Our study may also explain an interesting observation made in cell lines deficient in S1P (9, 14). When S1P-deficient cells were depleted of cholesterol, Scap escorted SREBP2 to the Golgi as expected, but the absence of cleavage of SREBP2 by S1P led to degradation of Scap in the lysosome. Interestingly, even though Scap was eliminated, SREBP2 was stable (9). Our current findings provide a solution to this paradox. Usually, Scap carries SREBP2 from the ER to the Golgi and then carries the cleaved CTD of SREBP2 from the Golgi back to the ER for elimination by ERAD (Fig. 9). However, in S1P-deficient cells, since Scap is degraded after escorting SREBP2 from the ER to the Golgi, there is no mechanism to return SREBP2 to the ER. Consequently, SREBP2 levels are stable not because of protection by Scap, but because SREBP2 is marooned in the Golgi and kept apart from the ERAD machinery.

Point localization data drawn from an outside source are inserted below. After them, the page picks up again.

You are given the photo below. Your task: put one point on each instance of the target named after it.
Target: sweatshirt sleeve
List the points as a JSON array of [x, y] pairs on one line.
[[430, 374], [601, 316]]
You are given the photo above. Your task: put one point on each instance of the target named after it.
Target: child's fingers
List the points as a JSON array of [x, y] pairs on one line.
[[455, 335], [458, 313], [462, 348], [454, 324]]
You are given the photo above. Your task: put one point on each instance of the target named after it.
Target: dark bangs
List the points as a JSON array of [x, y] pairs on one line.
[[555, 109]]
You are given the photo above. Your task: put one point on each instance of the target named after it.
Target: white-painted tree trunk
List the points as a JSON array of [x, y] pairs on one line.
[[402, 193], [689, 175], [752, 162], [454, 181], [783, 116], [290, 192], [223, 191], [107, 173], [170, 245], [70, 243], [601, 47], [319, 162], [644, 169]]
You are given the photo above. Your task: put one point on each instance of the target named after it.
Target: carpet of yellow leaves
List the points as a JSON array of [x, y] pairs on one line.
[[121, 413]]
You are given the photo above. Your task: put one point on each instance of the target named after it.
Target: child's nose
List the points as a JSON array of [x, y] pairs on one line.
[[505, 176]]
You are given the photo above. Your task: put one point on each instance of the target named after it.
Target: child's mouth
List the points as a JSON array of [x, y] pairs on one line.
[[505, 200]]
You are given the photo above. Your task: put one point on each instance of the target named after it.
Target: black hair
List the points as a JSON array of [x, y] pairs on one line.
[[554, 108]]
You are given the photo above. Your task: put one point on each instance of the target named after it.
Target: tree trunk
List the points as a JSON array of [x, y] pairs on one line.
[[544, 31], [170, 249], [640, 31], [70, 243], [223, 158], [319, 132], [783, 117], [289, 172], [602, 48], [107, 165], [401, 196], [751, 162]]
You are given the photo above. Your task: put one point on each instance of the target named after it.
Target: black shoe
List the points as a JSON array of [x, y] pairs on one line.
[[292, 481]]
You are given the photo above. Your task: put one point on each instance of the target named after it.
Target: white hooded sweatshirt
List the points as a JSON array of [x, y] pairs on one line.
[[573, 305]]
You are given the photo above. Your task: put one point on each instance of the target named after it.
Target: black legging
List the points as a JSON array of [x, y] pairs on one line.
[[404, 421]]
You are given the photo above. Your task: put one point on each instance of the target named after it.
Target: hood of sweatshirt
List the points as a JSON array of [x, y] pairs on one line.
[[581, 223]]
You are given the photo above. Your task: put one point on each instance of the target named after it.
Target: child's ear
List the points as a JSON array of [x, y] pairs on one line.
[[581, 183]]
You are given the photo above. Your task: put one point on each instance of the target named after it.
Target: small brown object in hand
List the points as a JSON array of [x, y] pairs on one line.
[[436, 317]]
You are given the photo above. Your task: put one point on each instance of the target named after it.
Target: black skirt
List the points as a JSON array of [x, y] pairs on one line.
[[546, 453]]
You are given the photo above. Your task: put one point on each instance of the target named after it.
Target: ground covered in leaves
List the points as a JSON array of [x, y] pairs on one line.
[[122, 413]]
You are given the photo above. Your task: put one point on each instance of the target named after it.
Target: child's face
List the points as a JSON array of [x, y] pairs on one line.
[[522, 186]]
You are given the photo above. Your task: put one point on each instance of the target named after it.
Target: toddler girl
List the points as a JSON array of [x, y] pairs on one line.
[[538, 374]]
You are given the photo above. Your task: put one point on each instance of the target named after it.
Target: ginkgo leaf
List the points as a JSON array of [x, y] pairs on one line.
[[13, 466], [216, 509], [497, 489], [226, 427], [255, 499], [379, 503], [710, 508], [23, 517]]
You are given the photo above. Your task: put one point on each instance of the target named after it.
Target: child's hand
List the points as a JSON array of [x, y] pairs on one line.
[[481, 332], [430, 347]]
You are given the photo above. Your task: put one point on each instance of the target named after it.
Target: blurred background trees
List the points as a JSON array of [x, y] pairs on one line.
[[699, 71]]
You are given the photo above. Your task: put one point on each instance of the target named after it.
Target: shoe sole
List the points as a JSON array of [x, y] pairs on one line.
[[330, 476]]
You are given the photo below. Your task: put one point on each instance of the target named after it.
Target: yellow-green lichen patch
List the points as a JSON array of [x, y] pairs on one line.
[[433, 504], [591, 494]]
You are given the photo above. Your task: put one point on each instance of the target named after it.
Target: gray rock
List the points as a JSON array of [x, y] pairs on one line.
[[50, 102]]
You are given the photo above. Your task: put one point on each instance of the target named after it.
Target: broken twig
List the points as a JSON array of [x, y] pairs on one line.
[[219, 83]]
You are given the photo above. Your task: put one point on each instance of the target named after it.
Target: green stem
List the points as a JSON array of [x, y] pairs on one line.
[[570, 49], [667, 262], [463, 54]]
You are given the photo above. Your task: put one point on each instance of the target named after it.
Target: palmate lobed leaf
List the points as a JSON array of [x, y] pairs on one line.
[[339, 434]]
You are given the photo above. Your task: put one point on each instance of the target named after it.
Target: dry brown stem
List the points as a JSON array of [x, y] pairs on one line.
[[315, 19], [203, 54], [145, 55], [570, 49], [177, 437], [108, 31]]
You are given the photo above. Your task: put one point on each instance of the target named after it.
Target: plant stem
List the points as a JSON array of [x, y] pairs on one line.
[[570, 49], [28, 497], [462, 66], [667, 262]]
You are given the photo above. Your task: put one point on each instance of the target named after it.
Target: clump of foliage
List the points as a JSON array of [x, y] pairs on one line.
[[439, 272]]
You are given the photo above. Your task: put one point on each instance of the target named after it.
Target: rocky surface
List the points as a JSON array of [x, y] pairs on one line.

While our study focused on SREBP2, our results likely extend to the SREBP1a and SREBP1c isoforms, which are also stabilized and transported from the ER to the Golgi by Scap to ensure homeostasis of fatty acids, phospholipids, and triglycerides (1, 29–31). The CTDs of SREBP1a/c and SREBP2 are not highly conserved (∼50% identity). Our initial analysis revealed that SREBP2 and SREBP1a use the same arginine residue in their respective exon 18 regions for binding to Scap (Fig. 8C). The amino acids adjacent to the arginine residue in both SREBP1a and SREBP2 are also highly conserved, suggesting a common interface for binding to Scap (Figs. 5D and 8B). This interface could be targeted for small molecule binders. A high-affinity binder could disrupt the Scap/SREBP interaction and lead to degradation of SREBPs when they are not bound to Scap. Such compounds could serve as leads into eliminating SREBPs in liver, an outcome that could prevent fatty liver progression (32). In contrast to the common Scap-binding motif, the degradation signal in SREBP1a is located in a different part of the protein (exon 18) compared to SREBP2’s degradation signal which is located in exon 19 (Fig. 8E). In future studies we will study whether this difference plays a role in the regulation of SREBP1, but not SREBP2, by unsaturated fatty acids (33).

Methods

Reagents and materials used in this study, buffers and media, antibodies, plasmids, sequence analysis, cell culture, generation of SREBP2-deficient cells, transient transfection of cells, coimmunoprecipitation assays, organelle fractionation, immunoblot analysis, protein overexpression in Sf9 cells, purification of SREBP2-CTD/Scap-CTD complexes, assay to measure interaction between SREBP2-CTD and Scap-CTD, and reproducibility of data are described in detail in SI Appendix, Methods.

Data Availability.

All study data are included in the article and supporting information.